Three approaches are available, though the details are going to be
implementation-dependent:

* if the file is "really" a text file, find an external format that
  describes the file's encoding,

* if the file isn't a text file then if you know how the data is
  structured and if your implementation provides bivalent streams
  (streams on which you can call both read-byte and read-char), then
  try a bivalent stream,

* if the file isn't a text file and you don't know its structure,
  maybe try a binary stream and manually convert octet vectors to
  text.

You might find the flexi-streams library helpful, too:

http://weitz.de/flexi-streams/

--
RmK
From: Mark Tarver
Subject: Re: reading non-standard characters
Date: 
Message-ID: <1169051758.258923.229000@l53g2000cwa.googlegroups.com>
Thanks; the idea was to write a Qi program to enable me to order my
sprawling inbox into a neat pile of directories.  Ergo to save me time.
 As is often the case with computers - its taking me longer to
implement the 'automated' method.

I think I'll coerce the file into text format via Word and then read
the text file into Qi.

Mark

Richard M Kreuter wrote:
> "Mark Tarver" <··········@ukonline.co.uk> writes:
>
> > I'm trying to read a .dbx file as a list of characters into Lisp. I get
> >
> >
> > invalid byte #x90 in CHARSET:CP1252 conversion
> >
> > which signals, I guess, an attempt to read a character outside the
> > default character set.  Any good solutions?
>
> Three approaches are available, though the details are going to be
> implementation-dependent:
>
> * if the file is "really" a text file, find an external format that
>   describes the file's encoding,
>
> * if the file isn't a text file then if you know how the data is
>   structured and if your implementation provides bivalent streams
>   (streams on which you can call both read-byte and read-char), then
>   try a bivalent stream,
>
> * if the file isn't a text file and you don't know its structure,
>   maybe try a binary stream and manually convert octet vectors to
>   text.
>
> You might find the flexi-streams library helpful, too:
> 
> http://weitz.de/flexi-streams/
> 
> --
> RmK
From: Mark Tarver
Subject: DBX conversion was Re: reading non-standard characters
Date: 
Message-ID: <1169057130.851966.252040@l53g2000cwa.googlegroups.com>
No; that didn't work either.  I see there is a small industry for
convertig
DBX to text.  People selling the software for $20.

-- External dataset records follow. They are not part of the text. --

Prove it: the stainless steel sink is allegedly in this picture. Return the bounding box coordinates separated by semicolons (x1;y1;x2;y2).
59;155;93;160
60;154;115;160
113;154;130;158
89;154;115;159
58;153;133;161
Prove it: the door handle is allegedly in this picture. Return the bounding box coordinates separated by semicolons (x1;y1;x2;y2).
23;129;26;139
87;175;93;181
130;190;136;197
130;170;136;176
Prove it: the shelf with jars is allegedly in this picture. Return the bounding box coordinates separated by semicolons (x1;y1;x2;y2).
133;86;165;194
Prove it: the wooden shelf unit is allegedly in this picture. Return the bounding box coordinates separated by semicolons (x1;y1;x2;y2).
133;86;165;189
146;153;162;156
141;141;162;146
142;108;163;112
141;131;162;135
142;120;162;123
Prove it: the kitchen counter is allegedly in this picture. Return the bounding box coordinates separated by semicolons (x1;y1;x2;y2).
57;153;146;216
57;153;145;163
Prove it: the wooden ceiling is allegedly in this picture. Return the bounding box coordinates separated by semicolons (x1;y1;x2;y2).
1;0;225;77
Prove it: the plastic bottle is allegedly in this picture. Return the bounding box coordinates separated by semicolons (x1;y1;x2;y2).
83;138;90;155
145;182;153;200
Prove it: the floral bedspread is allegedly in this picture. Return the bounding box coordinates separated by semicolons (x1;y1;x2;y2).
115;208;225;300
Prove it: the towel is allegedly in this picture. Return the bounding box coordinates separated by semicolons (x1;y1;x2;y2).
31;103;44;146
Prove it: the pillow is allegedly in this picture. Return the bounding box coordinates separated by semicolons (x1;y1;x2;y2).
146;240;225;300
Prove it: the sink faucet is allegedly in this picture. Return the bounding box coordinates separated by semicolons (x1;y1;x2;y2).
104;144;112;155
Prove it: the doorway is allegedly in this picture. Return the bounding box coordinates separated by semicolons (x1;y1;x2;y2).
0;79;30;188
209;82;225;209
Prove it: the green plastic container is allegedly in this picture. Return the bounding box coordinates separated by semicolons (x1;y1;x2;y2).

Any free DBX converters anyone?

Mark


Mark Tarver wrote:
> Thanks; the idea was to write a Qi program to enable me to order my
> sprawling inbox into a neat pile of directories.  Ergo to save me time.
>  As is often the case with computers - its taking me longer to
> implement the 'automated' method.
>
> I think I'll coerce the file into text format via Word and then read
> the text file into Qi.
>
> Mark
>
> Richard M Kreuter wrote:
> > "Mark Tarver" <··········@ukonline.co.uk> writes:
> >
> > > I'm trying to read a .dbx file as a list of characters into Lisp. I get
> > >
> > >
> > > invalid byte #x90 in CHARSET:CP1252 conversion
> > >
> > > which signals, I guess, an attempt to read a character outside the
> > > default character set.  Any good solutions?
> >
> > Three approaches are available, though the details are going to be
> > implementation-dependent:
> >
> > * if the file is "really" a text file, find an external format that
> >   describes the file's encoding,
> >
> > * if the file isn't a text file then if you know how the data is
> >   structured and if your implementation provides bivalent streams
> >   (streams on which you can call both read-byte and read-char), then
> >   try a bivalent stream,
> >
> > * if the file isn't a text file and you don't know its structure,
> >   maybe try a binary stream and manually convert octet vectors to
> >   text.
> >
> > You might find the flexi-streams library helpful, too:
> > 
> > http://weitz.de/flexi-streams/
> > 
> > --
> > RmK
From: D Herring
Subject: Re: DBX conversion was Re: reading non-standard characters
Date: 
Message-ID: <_7SdnUUuJd7T3C3YnZ2dnUVZ_hmtnZ2d@comcast.com>
Mark Tarver wrote:
> No; that didn't work either.  I see there is a small industry for
> converting DBX to text.  People selling the software for $20.
> 
> Any free DBX converters anyone?

http://www.pcworld.com/downloads/file/fid,23383-order,1-page,1-c,email/description.html
http://alioth.debian.org/projects/libpst/

See also ;-)
http://www.mozilla.com/en-US/thunderbird/
http://www.washington.edu/pine/

- Daniel
From: Pascal Bourguignon
Subject: Re: reading non-standard characters
Date: 
Message-ID: <87ps9dwutv.fsf@thalassa.informatimago.com>
"Mark Tarver" <··········@ukonline.co.uk> writes:

> I'm trying to read a .dbx file as a list of characters into Lisp. I get
>
>
> invalid byte #x90 in CHARSET:CP1252 conversion
>
> which signals, I guess, an attempt to read a character outside the
> default character set.  Any good solutions?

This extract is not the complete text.